Python使用future處理并發問題方案詳解_python

作者：lijiachang8 ? 更新時間： 2023-04-17 編程語言

網絡下載的三種風格

為了高效的處理網絡IO，需要使用并發，因為網絡有很高的延遲，所以為了不浪費CPU周期去等待，最好再收到網絡響應之前去做其他的事情。

下面有三種示例程序，

第一個程序是依序下載的，第二個是使用theadpool來自concurrent.futures模塊，第三個是使用asyncio包

按照順序下載

下面示例是依次下載

import os
import time
import sys
import requests
POP20_CC = ('CN IN US ID BR PK NG BD RU JP '
            'MX PH VN ET EG DE IR TR CD FR').split()
BASE_URL = 'http://flupy.org/data/flags'
DEST_DIR = 'downloads/'
def sava_flag(img, filename):
    path = os.path.join(DEST_DIR, filename)
    with open(path, 'wb') as fp:
        fp.write(img)
def get_flag(cc):
    url = "{}/{cc}/{cc}.gif".format(BASE_URL, cc=cc.lower())
    resp = requests.get(url)
    return resp.content
def show(text):
    print(text, end=" ")
    sys.stdout.flush()  # 能在一行中顯示
def download_many(cc_list):
    for cc in sorted(cc_list):
        image = get_flag(cc)
        show(cc)
        sava_flag(image, cc.lower() + ".gif")
    return len(cc_list)
def main():
    t0 = time.time()
    count = download_many(POP20_CC)
    elapsed = time.time() - t0
    msg = '\n{} flags download in {:.2f}s'
    print(msg.format(count, elapsed))
if __name__ == '__main__':
    main()

打印
BD BR CD CN DE EG ET FR ID IN IR JP MX NG PH PK RU TR US VN?
20 flags download in 24.16s

知識點：

按照慣例，requests不在標準庫中，在導入標準庫之后，用一個空行分隔開
sys.stdout.flush() : 顯示一個字符串，然后刷新sys.stdout，這樣能在一行消息中看到進度。Python中正常情況下，遇到換行才會刷新stdout緩沖。

使用conrurrent.futures模塊多線程下載

concurrent.futures模塊的主要特色是TheadPoolExecutor和ProcessPoolExecutor類，這兩個類實現的結構能分別在不同線程或者進程中執行可調用對象。
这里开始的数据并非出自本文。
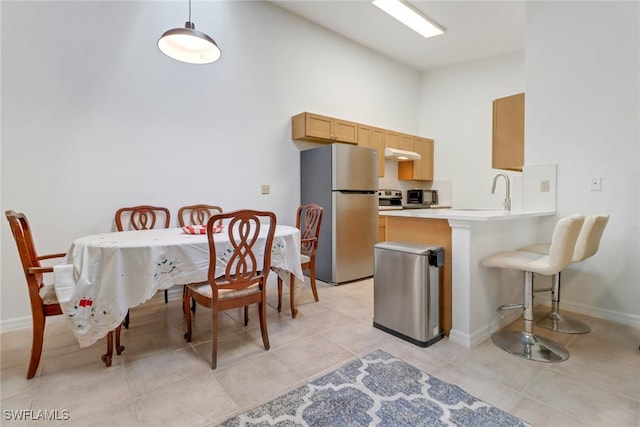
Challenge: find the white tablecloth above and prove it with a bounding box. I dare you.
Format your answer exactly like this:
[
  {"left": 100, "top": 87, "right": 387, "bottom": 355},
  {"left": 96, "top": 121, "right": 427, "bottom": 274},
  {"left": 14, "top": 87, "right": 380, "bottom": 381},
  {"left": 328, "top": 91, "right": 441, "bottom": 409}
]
[{"left": 54, "top": 225, "right": 304, "bottom": 347}]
這兩個類內部維護著一個工作線程池或者進程池，以及要執行的任務隊列。不過，這個接口抽象的層級很高，無需關心任何實現細節。

下面展示如何使用TheadPoolExecutor.map方法，最簡單的方式實現并發下載。

import os
import time
import sys
from concurrent import futures
import requests
POP20_CC = ('CN IN US ID BR PK NG BD RU JP '
            'MX PH VN ET EG DE IR TR CD FR').split()
BASE_URL = 'http://flupy.org/data/flags'
DEST_DIR = 'downloads/'
max_workers = 20  # 設定線程數
def sava_flag(img, filename):
    path = os.path.join(DEST_DIR, filename)
    with open(path, 'wb') as fp:
        fp.write(img)
def get_flag(cc):
    url = "{}/{cc}/{cc}.gif".format(BASE_URL, cc=cc.lower())
    resp = requests.get(url)
    return resp.content
def show(text):
    print(text, end=" ")
    sys.stdout.flush()  # 能在一行中顯示
def download_one(cc):
    image = get_flag(cc)
    show(cc)
    sava_flag(image, cc.lower() + ".gif")
def download_many(cc_list):
    works = min(len(cc_list), max_workers)  # 取其中的最小值，以免創建多余的線程
    with futures.ThreadPoolExecutor(works) as executor:
        res = executor.map(download_one, cc_list)
    return len(list(res))
def main():
    t0 = time.time()
    count = download_many(POP20_CC)
    elapsed = time.time() - t0
    msg = '\n{} flags download in {:.2f}s'
    print(msg.format(count, elapsed))
if __name__ == '__main__':
    main()

打印
FR IN RU ID BD JP CN VN TR CD PH NG DE ET US EG IR BR MX PK?
20 flags download in 2.92s

知識點：

使用線程數實例化ThreadPoolExecute類。executor.__exit__方法會調用executor.shutdown(wait=True)方法，它會在所有線程執行完畢前阻塞線程。
executor.map方法的作用于內置map函數類似，區別是在多個線程中并發調用，此map方法會返回一個生成器，因此可以迭代，獲取各個函數返回的值。
return len(list(res))這里要注意下，讀取res也就是executor.map各個函數的返回值，如果線程中有異常，會在這里拋出，這與隱式調用next()函數從迭代器中獲取相應的返回值一樣。

使用asyncio異步下載

后續章節會介紹

future是什么

從Python3.4開始，標準庫中有兩個名為Future的類：concurrent.futures.Future和asyncio.Future

這兩個類的作用相同：兩個future類的實例都可以表示已經完成或者尚未完成的延遲計算。這與Twister引擎中的Deferred類、Tornado框架中的Future類，以及多個JavaScript庫中的Promise對象類似。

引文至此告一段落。